Sou eu. Pedro Nuno Santos. Aquele. O da TAP, dos comboios, dos anúncios à pressa e das saídas dramáticas. Já agora, estes sapatos? São confortáveis, mas caminhar com eles em direção ao cargo de primeiro-ministro está a revelar-se mais escorregadio do que pensava
Sim, fui ministro das Infraestruturas. E sim, tive tempo, meios e dossiers inteiros com soluções para o país. Mas a verdade é que ser ministro em Portugal é como jogar Tetris com peças quadradas num ecrã inclinado. Quando se acerta numa, a outra já caiu. Fala-se muito da TAP, das indemnizações, dos milhões… mas quem nunca quis salvar uma companhia aérea gastando o equivalente ao PIB da Covilhã que atire o primeiro recibo verde.
Eu bem tentei resolver os problemas da habitação. Mas entre planos, powerpoints e grupos de trabalho, a única coisa que consegui levantar foi… suspeitas. E quando finalmente ia fazer alguma coisa, caiu o governo. Coincidência? Talvez. Culpa minha? Claro que não. Foi o sistema, os astros, o Mercúrio retrógrado e talvez também um certo cansaço de António Costa — que, diga-se, se ausentava tantas vezes que eu achei natural substituí-lo. Achei, sinceramente, que estava só a adiantar serviço.
Agora, dizem que não tenho estaleca para primeiro-ministro.
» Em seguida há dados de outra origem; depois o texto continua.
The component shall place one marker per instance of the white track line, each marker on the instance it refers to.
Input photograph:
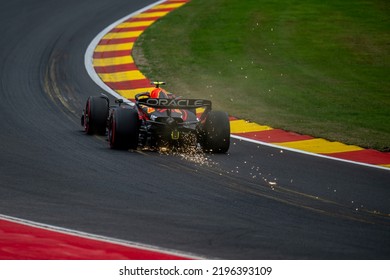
(88, 61)
(100, 238)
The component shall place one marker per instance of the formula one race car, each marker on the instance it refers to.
(157, 119)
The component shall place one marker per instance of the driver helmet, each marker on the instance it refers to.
(158, 93)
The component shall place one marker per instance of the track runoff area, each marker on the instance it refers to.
(109, 65)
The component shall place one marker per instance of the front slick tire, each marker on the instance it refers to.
(95, 116)
(217, 132)
(123, 129)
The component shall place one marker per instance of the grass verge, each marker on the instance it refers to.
(314, 67)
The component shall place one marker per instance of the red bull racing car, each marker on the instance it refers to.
(157, 119)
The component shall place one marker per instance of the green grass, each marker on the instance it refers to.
(310, 66)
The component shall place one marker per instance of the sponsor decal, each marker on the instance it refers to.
(174, 103)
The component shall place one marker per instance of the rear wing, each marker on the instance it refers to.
(167, 103)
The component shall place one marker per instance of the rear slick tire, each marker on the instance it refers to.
(217, 132)
(96, 115)
(123, 129)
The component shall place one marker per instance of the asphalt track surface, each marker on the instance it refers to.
(256, 202)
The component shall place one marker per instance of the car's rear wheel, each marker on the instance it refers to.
(216, 132)
(96, 115)
(123, 129)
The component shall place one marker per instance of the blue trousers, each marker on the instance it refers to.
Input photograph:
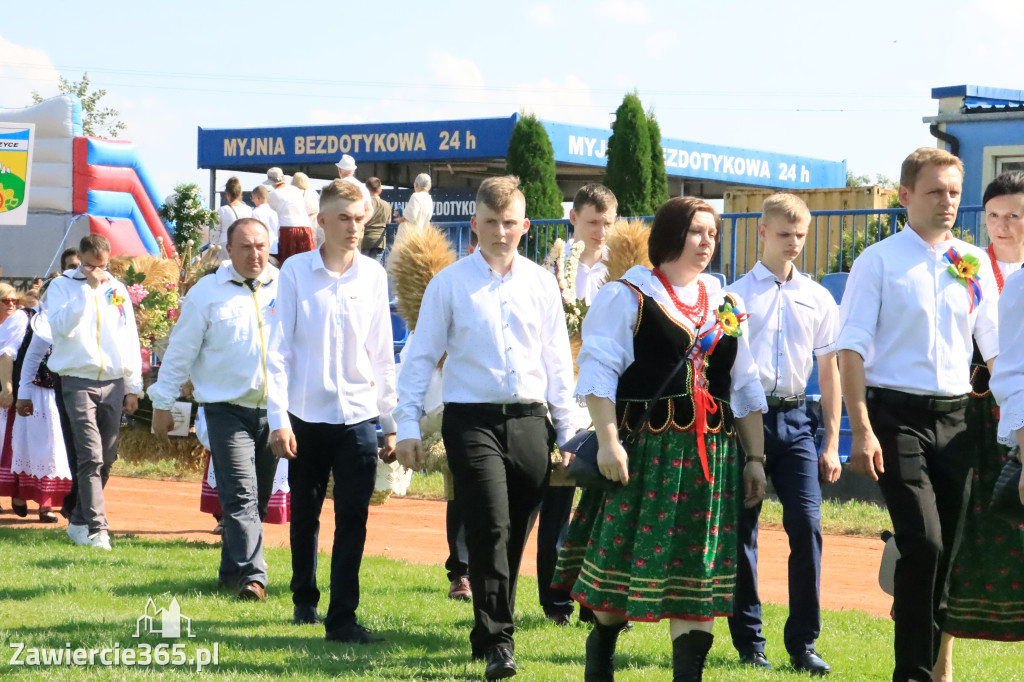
(793, 466)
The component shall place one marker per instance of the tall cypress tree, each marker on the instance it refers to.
(629, 158)
(658, 179)
(531, 158)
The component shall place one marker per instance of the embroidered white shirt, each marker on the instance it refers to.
(1008, 371)
(220, 341)
(791, 323)
(505, 337)
(911, 321)
(332, 353)
(607, 338)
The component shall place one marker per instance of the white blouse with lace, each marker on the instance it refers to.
(607, 339)
(1008, 372)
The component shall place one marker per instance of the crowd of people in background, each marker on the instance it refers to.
(695, 393)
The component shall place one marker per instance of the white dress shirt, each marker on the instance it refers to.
(419, 209)
(92, 337)
(290, 205)
(227, 214)
(268, 217)
(910, 320)
(1008, 371)
(505, 337)
(611, 321)
(791, 323)
(332, 353)
(220, 341)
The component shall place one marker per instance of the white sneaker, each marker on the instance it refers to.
(99, 540)
(80, 534)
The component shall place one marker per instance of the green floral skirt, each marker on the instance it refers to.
(986, 583)
(665, 545)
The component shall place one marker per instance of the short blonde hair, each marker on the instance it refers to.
(785, 206)
(926, 156)
(498, 193)
(339, 190)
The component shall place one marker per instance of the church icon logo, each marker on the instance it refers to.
(168, 623)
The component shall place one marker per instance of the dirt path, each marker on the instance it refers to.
(414, 530)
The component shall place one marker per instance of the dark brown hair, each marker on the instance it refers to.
(96, 244)
(672, 222)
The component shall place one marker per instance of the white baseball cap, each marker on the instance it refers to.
(346, 163)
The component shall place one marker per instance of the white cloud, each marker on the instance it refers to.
(660, 43)
(541, 15)
(568, 101)
(624, 11)
(23, 71)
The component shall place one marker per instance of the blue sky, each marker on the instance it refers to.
(819, 79)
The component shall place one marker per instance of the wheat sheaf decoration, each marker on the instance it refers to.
(627, 243)
(415, 259)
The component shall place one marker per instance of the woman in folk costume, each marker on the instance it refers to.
(279, 507)
(983, 602)
(33, 457)
(664, 545)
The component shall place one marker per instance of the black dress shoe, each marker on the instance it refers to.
(500, 664)
(757, 659)
(559, 619)
(305, 615)
(810, 662)
(353, 634)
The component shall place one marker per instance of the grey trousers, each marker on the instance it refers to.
(244, 465)
(94, 410)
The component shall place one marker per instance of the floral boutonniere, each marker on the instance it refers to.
(116, 299)
(965, 269)
(727, 323)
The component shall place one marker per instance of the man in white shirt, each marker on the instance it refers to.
(593, 214)
(910, 307)
(266, 215)
(220, 343)
(331, 379)
(794, 322)
(96, 353)
(295, 233)
(499, 317)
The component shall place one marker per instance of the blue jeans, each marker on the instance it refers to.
(793, 465)
(244, 465)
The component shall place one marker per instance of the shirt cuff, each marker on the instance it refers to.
(408, 429)
(388, 425)
(279, 420)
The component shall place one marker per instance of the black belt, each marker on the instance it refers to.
(504, 409)
(939, 403)
(788, 402)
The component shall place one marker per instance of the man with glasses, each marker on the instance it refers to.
(96, 353)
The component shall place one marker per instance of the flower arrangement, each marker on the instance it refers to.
(153, 291)
(564, 265)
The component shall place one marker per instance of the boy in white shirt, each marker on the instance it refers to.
(793, 324)
(331, 379)
(97, 354)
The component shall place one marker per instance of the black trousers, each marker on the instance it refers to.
(457, 564)
(500, 469)
(926, 487)
(350, 453)
(553, 524)
(66, 431)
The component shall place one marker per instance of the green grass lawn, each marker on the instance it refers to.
(52, 593)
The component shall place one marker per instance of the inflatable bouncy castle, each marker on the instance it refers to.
(80, 184)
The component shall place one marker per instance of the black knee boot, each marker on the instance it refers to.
(601, 652)
(688, 654)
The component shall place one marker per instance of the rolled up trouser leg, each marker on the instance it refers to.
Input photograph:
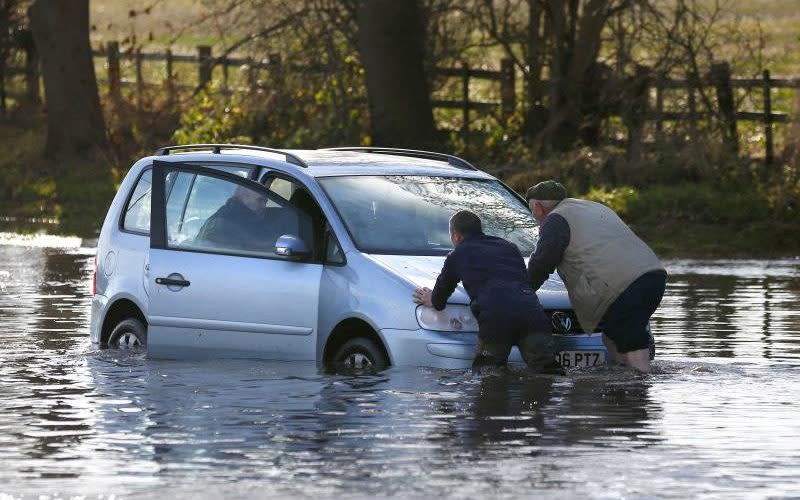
(538, 351)
(491, 354)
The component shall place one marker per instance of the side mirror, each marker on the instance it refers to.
(293, 247)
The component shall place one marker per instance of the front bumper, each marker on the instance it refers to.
(456, 350)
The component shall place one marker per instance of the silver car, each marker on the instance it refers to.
(242, 251)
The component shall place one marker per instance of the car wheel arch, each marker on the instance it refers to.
(121, 309)
(348, 329)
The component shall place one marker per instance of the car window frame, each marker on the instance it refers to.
(124, 211)
(270, 172)
(158, 225)
(355, 244)
(253, 175)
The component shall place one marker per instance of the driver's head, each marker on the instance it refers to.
(253, 200)
(463, 225)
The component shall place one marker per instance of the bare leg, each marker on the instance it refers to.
(639, 359)
(612, 348)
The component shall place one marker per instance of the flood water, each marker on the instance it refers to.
(719, 418)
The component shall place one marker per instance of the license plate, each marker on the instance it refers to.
(580, 359)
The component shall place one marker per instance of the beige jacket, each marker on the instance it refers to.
(603, 257)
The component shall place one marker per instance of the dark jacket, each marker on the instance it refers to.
(492, 271)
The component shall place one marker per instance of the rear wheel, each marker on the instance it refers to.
(128, 334)
(359, 355)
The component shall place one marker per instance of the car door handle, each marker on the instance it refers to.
(172, 282)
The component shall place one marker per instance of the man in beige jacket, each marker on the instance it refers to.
(611, 275)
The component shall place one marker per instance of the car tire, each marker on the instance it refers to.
(128, 334)
(359, 355)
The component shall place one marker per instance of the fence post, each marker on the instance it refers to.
(112, 53)
(465, 101)
(508, 95)
(275, 67)
(170, 77)
(139, 79)
(225, 73)
(3, 108)
(769, 156)
(636, 110)
(205, 67)
(252, 76)
(721, 78)
(659, 106)
(31, 69)
(692, 107)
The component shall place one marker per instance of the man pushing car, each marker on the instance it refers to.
(492, 271)
(611, 275)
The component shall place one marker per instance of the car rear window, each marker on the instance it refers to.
(137, 212)
(136, 217)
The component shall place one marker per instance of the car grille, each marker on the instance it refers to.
(574, 324)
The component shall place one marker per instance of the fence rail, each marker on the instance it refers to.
(719, 79)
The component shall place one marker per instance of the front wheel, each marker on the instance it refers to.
(359, 355)
(128, 334)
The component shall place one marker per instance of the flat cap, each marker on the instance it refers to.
(547, 190)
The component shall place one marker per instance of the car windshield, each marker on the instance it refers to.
(409, 215)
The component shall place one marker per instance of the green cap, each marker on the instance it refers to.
(547, 190)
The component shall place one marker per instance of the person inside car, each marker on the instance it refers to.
(508, 311)
(240, 224)
(611, 275)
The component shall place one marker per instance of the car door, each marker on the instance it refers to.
(216, 285)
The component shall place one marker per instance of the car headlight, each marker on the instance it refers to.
(454, 318)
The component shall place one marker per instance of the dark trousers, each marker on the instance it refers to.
(525, 326)
(626, 319)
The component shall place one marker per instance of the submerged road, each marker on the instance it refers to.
(718, 418)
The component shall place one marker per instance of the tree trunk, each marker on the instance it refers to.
(578, 80)
(391, 47)
(75, 126)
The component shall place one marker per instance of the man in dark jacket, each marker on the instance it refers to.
(506, 307)
(611, 275)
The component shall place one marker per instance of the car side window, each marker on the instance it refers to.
(137, 213)
(333, 252)
(222, 216)
(282, 187)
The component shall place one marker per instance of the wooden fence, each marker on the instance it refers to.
(651, 88)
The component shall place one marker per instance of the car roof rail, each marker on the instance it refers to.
(414, 153)
(217, 148)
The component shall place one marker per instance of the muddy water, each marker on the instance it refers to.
(718, 419)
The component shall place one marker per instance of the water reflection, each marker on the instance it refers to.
(718, 414)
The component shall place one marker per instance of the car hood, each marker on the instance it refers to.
(421, 271)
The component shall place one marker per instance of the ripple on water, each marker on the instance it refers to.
(717, 417)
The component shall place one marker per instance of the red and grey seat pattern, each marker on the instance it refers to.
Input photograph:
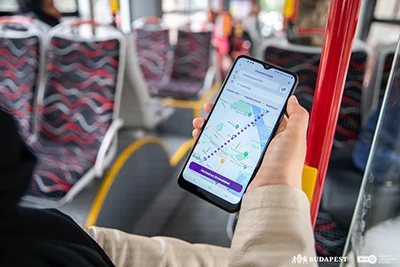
(75, 113)
(19, 72)
(306, 65)
(190, 65)
(152, 50)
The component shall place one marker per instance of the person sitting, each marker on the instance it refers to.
(274, 225)
(43, 10)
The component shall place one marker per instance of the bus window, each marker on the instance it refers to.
(66, 6)
(8, 6)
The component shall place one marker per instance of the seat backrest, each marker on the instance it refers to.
(20, 62)
(192, 55)
(152, 50)
(83, 86)
(304, 61)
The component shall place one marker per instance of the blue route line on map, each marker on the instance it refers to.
(253, 122)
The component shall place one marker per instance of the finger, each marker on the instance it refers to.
(195, 133)
(282, 125)
(198, 123)
(208, 106)
(298, 116)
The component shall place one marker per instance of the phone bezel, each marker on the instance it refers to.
(207, 196)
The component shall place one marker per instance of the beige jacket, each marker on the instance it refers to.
(274, 226)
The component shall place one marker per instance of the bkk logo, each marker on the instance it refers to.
(300, 259)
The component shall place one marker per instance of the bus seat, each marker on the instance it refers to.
(20, 69)
(152, 48)
(191, 72)
(138, 108)
(78, 110)
(379, 78)
(304, 60)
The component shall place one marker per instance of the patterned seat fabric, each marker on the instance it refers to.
(19, 71)
(152, 49)
(75, 114)
(306, 66)
(190, 66)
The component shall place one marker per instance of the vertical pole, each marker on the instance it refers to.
(336, 51)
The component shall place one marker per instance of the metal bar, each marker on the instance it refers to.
(91, 7)
(336, 51)
(387, 21)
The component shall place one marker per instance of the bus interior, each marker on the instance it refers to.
(106, 100)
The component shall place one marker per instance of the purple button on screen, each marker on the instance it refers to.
(215, 176)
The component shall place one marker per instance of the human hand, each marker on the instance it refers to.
(284, 159)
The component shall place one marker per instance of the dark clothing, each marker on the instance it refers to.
(34, 237)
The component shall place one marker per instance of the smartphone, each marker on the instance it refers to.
(236, 134)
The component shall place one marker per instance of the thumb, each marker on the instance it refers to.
(298, 116)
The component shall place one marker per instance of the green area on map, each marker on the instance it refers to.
(242, 107)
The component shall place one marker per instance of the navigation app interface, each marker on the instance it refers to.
(238, 130)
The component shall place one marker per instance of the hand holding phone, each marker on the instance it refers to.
(241, 124)
(284, 158)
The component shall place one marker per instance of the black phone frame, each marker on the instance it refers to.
(207, 196)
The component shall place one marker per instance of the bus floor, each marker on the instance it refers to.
(174, 212)
(190, 218)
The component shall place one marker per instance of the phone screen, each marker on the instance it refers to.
(238, 129)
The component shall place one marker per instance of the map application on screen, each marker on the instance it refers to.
(238, 130)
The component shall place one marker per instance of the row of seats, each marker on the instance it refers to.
(64, 90)
(305, 60)
(358, 99)
(184, 75)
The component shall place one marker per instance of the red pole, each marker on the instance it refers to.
(335, 57)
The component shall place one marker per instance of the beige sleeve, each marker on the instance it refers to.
(127, 250)
(274, 226)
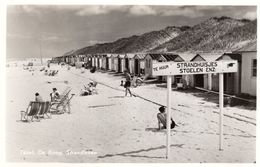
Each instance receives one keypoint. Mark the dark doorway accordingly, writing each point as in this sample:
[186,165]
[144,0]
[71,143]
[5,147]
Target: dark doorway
[199,80]
[229,82]
[98,63]
[107,63]
[119,65]
[136,67]
[126,64]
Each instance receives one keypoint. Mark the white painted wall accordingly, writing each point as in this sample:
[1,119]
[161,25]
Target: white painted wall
[248,82]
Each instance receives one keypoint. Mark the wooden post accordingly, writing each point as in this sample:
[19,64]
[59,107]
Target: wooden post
[168,120]
[221,100]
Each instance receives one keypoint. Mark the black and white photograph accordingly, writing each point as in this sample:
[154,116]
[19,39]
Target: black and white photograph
[130,83]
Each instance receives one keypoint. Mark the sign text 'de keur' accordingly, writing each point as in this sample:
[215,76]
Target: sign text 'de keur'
[198,67]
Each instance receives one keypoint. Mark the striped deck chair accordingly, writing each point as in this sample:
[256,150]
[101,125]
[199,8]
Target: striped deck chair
[63,95]
[61,106]
[31,111]
[45,109]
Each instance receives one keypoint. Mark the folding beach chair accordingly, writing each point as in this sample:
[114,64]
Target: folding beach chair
[64,94]
[45,109]
[60,107]
[31,111]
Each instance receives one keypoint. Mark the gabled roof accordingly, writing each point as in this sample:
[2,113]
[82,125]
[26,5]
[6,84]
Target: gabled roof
[165,57]
[156,56]
[186,56]
[230,56]
[210,56]
[198,58]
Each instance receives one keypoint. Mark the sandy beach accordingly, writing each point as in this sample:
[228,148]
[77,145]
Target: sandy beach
[109,127]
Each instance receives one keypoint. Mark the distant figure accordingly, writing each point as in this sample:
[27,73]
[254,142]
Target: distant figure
[122,83]
[55,95]
[162,119]
[38,98]
[127,83]
[93,69]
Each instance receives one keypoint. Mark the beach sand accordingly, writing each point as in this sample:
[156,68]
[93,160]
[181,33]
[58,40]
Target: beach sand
[109,127]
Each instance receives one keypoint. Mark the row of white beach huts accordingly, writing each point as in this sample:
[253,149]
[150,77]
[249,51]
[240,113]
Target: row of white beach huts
[242,82]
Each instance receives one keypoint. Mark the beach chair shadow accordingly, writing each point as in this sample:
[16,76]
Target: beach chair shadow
[61,106]
[31,111]
[45,109]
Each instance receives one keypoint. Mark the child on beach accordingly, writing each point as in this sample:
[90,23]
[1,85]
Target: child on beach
[162,119]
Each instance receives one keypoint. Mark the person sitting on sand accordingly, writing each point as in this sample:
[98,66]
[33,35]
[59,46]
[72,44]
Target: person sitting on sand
[38,98]
[162,119]
[55,95]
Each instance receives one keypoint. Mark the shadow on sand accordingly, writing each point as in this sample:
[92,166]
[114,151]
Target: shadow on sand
[133,153]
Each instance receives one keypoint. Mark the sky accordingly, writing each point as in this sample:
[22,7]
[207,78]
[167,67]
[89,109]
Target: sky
[52,30]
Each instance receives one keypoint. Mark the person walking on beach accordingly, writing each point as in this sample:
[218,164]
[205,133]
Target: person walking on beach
[161,116]
[127,83]
[38,98]
[55,95]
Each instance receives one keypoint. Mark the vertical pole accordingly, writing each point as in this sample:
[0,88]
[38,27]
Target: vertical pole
[210,81]
[221,88]
[41,49]
[169,89]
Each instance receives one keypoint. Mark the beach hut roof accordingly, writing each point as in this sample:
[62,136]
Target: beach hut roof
[172,57]
[230,56]
[210,56]
[198,57]
[129,55]
[114,55]
[156,56]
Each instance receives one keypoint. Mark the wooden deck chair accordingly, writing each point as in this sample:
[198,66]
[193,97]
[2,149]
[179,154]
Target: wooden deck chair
[61,106]
[45,109]
[31,111]
[64,94]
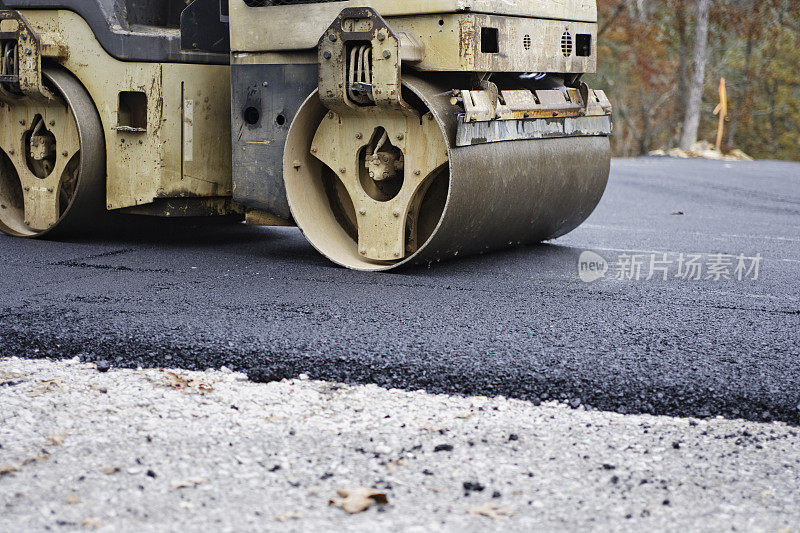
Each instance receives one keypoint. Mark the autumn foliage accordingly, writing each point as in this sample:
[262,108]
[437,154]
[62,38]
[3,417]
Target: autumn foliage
[645,53]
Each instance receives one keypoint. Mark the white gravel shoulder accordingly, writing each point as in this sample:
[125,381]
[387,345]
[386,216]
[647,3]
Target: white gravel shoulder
[155,450]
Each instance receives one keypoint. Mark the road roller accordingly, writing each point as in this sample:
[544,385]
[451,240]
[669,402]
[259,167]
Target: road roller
[390,133]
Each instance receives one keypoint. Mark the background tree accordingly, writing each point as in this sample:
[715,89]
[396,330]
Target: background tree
[646,48]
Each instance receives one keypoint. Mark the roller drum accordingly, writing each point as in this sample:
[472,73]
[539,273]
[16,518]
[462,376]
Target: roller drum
[499,194]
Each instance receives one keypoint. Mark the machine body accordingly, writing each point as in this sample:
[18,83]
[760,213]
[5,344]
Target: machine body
[389,132]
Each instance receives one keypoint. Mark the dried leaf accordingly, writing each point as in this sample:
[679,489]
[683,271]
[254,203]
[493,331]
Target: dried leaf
[7,378]
[176,381]
[92,523]
[43,456]
[491,510]
[44,387]
[189,483]
[285,517]
[394,465]
[8,470]
[359,499]
[57,439]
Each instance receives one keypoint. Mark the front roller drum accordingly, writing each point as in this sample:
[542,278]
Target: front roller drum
[52,161]
[374,189]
Que sou demasiado impulsivo. Que falo demais, cedo demais, com ar de quem já decidiu tudo antes de ouvir alguém. Bom, é verdade. Mas digam lá se isso não é refrescante! Um político que decide antes de pensar: pelo menos poupa tempo!
Tenho feito oposição? Tenho. Discreta, claro. Não vá eu destabilizar a esquerda inteira com a minha presença magnética. O país precisa de serenidade — e se há coisa que aprendi depois da TAP, é que às vezes o melhor é estar calado (ou pelo menos parecer que estou).
Olho para os meus adversários e penso: “Talvez ainda tenha uma hipótese.” Luís Montenegro é sensato, calmo, quase invisível. É como um quadro branco: dá para escrever qualquer coisa por cima, mas ninguém pára para o admirar. Ventura? Ah, o Ventura… É o político que entra de megafone num funeral: há quem o aplauda pela coragem, mas quase todos saem com dor de cabeça. Ele até levanta temas importantes — imigração, segurança — mas fá-lo com o mesmo subtileza de um touro numa loja de porcelanas.
E depois temos a esquerda clássica, essa máquina de fotocópias ideológicas, a repetir-se desde 1974. A cassete está tão gasta que já só se ouve um zumbido. A Iniciativa Liberal tenta ser o adulto da sala, mas parece mais o assistente do adulto. Rui Rocha fala bonito, mas tem menos carisma que um tutorial de Excel.
Portanto, aqui estou eu, nos meus sapatos, a andar com passo firme (e às vezes em falso) em direção às legislativas de 2025. Dizem que não sou o ideal para liderar o país. Mas digam-me: já alguém liderou isto idealmente? Portugal não precisa de santos. Precisa de alguém que saiba jogar o jogo — e eu, ao menos, já fui expulso uma vez. Sei o que custa. E estou pronto para voltar ao campo.
Agora, se me dão licença, tenho que ensaiar o meu próximo discurso. Um que diga tudo, sem dizer nada — como manda o manual do político moderno. Com um toque de drama, claro. Porque os meus sapatos, caros leitores, têm memória… e ainda cheiram a bastidores.